Diversity comes in many shapes and forms, and it’s up to us as adults – whether parents, educators, or both – to encourage children to truly understand, embrace and accept the diversity of their peers and the world around them.

For children who are neurodivergent, considering how your space can help them feel comfortable will make a world of difference to how they experience being away from the comforts of home.

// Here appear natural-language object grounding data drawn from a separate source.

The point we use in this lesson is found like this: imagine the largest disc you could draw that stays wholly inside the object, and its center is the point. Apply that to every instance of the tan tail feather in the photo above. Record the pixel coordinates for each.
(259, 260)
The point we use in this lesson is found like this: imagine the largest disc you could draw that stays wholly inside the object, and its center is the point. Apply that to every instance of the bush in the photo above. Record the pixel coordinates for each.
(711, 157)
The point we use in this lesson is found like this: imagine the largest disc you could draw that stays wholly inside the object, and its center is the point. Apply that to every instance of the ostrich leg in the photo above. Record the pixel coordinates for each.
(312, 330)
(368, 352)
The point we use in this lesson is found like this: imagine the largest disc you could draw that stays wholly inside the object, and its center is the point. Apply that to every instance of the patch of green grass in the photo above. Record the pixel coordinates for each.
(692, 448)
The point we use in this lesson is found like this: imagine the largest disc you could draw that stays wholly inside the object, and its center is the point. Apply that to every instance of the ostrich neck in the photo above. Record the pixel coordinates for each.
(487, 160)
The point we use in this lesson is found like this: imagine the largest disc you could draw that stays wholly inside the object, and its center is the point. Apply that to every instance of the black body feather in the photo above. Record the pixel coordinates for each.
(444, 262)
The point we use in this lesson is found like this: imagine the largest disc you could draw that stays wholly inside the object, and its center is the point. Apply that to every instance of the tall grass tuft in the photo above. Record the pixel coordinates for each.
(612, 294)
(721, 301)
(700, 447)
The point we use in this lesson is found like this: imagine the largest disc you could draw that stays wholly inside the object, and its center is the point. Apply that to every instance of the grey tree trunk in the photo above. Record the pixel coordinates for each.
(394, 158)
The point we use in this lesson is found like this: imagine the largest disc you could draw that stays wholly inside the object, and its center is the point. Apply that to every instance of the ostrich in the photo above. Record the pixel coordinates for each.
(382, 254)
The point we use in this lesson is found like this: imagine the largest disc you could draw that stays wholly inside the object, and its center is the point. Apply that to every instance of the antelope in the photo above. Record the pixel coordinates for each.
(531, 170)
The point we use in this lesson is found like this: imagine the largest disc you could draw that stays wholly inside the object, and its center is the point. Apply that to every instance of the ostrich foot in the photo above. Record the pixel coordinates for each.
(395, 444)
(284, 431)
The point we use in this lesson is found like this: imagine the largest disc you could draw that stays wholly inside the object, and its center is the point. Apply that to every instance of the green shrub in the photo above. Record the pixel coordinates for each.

Here are our top tips for creating an inclusive environment in your early learning environment:

1. Show and tell with a twist

Not every child will feel comfortable with bringing in their favourite item. They may not feel comfortable speaking in front of their peers and prefer to express themselves in other ways. Every child can learn from the different ways people express themselves, so introducing show and tell with a twist is a great start. Children may decide to pass around a painting they’ve done. They may wish to sing or dance. They may even want the class to play their favourite game all together. The possibilities for adding a ‘twist’ to show and tell are endless. The more options and ideas you give, the more opportunities you have for everyone to feel comfortable and secure in how they want to share their passions, skills or talents.

2. Create a sensory space

Being in large group situations with a number of activities can be overwhelming at times. Sensory rooms and spaces play an essential role in grounding, calming and re-centring neurodivergent children. An entire separate room is ideal, however a dedicated space will also suffice if necessary. Some ideas include:

Tactile resources:

These can be a DIY job by adding a few different items in varying textures into a zip lock bag. This could include alfoil in one bag, paint in another and even sand in another – just ensure the bags are secure enough and difficult to open especially if younger children are using them. Exploring the textures by touch, sight and sound helps to regulate emotions and provide a sense of calm. You could even get all the children in your early learning environment involved in making these resources so they can get an understanding of their benefits and why they might be useful.


Lights are another way to regulate emotions and create a sense of calm. Simple fairy or festoon lights are effective, or if you’re looking for more of an elaborate centrepiece, you can find options here.

If you’re looking for ready-made resources, we have many to choose from here.

We also have a blog post dedicated to creating sensory rooms which you can find here.

3. Encourage conversation at home

While you can successfully nurture welcoming environments at your early learning centre, children also need to have guidance from caregivers at home on all things diversity. Discussing neurodiversity may be a new concept for many caregivers, so it’s important to assist if needed. In your caregiver communications, you may wish to provide resources that are easy to understand and relay back to children in a simple way.

Encouraging a focus on conversations about people’s unique abilities and the way they do things and see the world is a good start. Normalising everyone’s unique contribution to the world from a young age will help to foster a sense of understanding and inclusiveness in this next generation.

This resource may be a helpful starting point for any communications you send out.

Inclusivity and acknowledgement of diversity is so important to teach from a young age. By implementing a few simple practices and key teachings, our next generation is bound to be one of acceptable, knowledge and unity.